Bheja Fry is a series of Indian comedy films written and directed by Sagar Ballary and starring Vinay Pathak.

Overview

Bheja Fry (2007)

Ranjeet Thadani (Rajat Kapoor) is a music producer married to Sheetal (Sarika) a singer. Ranjeet and his friends get together every Friday for a party. This is a different kind of party where they invite idiots to ridicule them behind the scenes and calling them "talent". They enjoy doing it so much that they don't even mind missing out on family appointments.

One of Ranjeet's friends meets Bharat Bhushan (Vinay Pathak), an inspector for the income tax department, on a trip to Pune and decides that he could probably be a source of entertainment for Ranjeet. Ranjeet promptly calls Bharat and invites him for dinner.
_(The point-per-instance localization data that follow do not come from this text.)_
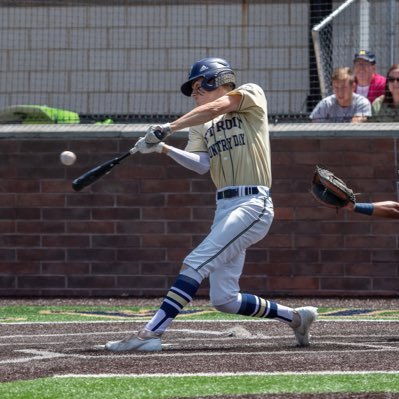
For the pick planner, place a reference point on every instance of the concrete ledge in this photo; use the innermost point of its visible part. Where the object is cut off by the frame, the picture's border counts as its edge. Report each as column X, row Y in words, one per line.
column 137, row 130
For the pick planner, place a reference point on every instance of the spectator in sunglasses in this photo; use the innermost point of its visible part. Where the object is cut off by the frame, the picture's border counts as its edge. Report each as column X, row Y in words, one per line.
column 368, row 82
column 386, row 107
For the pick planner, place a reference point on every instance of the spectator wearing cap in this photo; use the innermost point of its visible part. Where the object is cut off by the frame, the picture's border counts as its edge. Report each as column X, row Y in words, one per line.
column 368, row 82
column 344, row 105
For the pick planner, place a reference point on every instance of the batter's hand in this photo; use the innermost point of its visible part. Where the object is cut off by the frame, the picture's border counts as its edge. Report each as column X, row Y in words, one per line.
column 157, row 133
column 145, row 148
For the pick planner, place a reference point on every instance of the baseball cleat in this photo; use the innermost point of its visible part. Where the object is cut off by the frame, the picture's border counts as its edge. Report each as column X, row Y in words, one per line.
column 144, row 341
column 308, row 315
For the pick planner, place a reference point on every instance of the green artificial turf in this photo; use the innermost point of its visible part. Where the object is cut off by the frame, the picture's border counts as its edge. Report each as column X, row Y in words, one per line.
column 191, row 387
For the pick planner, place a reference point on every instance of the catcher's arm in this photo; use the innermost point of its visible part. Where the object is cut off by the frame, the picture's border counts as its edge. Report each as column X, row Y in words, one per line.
column 384, row 209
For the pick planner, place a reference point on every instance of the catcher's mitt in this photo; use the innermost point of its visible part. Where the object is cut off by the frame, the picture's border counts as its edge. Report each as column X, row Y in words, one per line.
column 329, row 190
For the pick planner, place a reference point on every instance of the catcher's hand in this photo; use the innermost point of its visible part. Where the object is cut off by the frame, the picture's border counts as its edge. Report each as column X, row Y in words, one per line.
column 157, row 133
column 329, row 190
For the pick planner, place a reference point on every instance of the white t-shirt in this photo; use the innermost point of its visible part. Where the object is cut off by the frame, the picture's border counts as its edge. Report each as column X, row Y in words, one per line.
column 328, row 109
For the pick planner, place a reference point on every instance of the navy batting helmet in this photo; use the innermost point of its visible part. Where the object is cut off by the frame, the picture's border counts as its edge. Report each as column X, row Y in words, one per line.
column 215, row 71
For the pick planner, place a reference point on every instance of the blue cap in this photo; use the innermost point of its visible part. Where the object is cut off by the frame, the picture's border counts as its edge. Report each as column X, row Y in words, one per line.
column 366, row 55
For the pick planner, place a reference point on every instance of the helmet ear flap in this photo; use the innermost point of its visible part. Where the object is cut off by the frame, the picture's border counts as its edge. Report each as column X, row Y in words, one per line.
column 218, row 79
column 213, row 70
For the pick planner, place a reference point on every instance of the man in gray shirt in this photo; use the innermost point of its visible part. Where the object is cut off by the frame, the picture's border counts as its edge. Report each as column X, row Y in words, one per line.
column 344, row 105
Bharat is a talkative self-promoting singer who carries with him a scrap book showcasing his musical life. He is excited at the prospect of meeting a music producer which might help advance his career as a singer. Bharat is kind-hearted and wants to help everyone but he also has the ability to mess things up for people around him. He can be annoying to the person who is sitting next to him but he makes it a funny experience for everyone else watching him.

Friday arrives but Ranjeet's back is sprained badly and is restricted from moving around. Ranjeet knows that he will not be able to make it to the party but still decides to meet with Bharat to see how good or rather bad he is. Before Bharat arrives at Ranjeet's residence, Sheetal leaves after an altercation with Ranjeet. When Ranjeet asks Bharat to call his family doctor, he accidentally calls Ranjeet's girlfriend Suman Rao (Bhairavi Goswami). Ranjeet asks Bharat to leave his home for all the mess he has created. Ranjeet tries to get information regarding Sheetal's whereabout. Bharat offers to help and calls Sheetal's previous boyfriend Anant Ghoshal (Milind Soman) under a false identity. Instead, he ends up giving Ranjeet's Landline number that makes it obvious to Anant that Ranjeet is trying to get all details. Anant tells Ranjeet that Sheetal might have gone to Keval Arora, a sex-freak.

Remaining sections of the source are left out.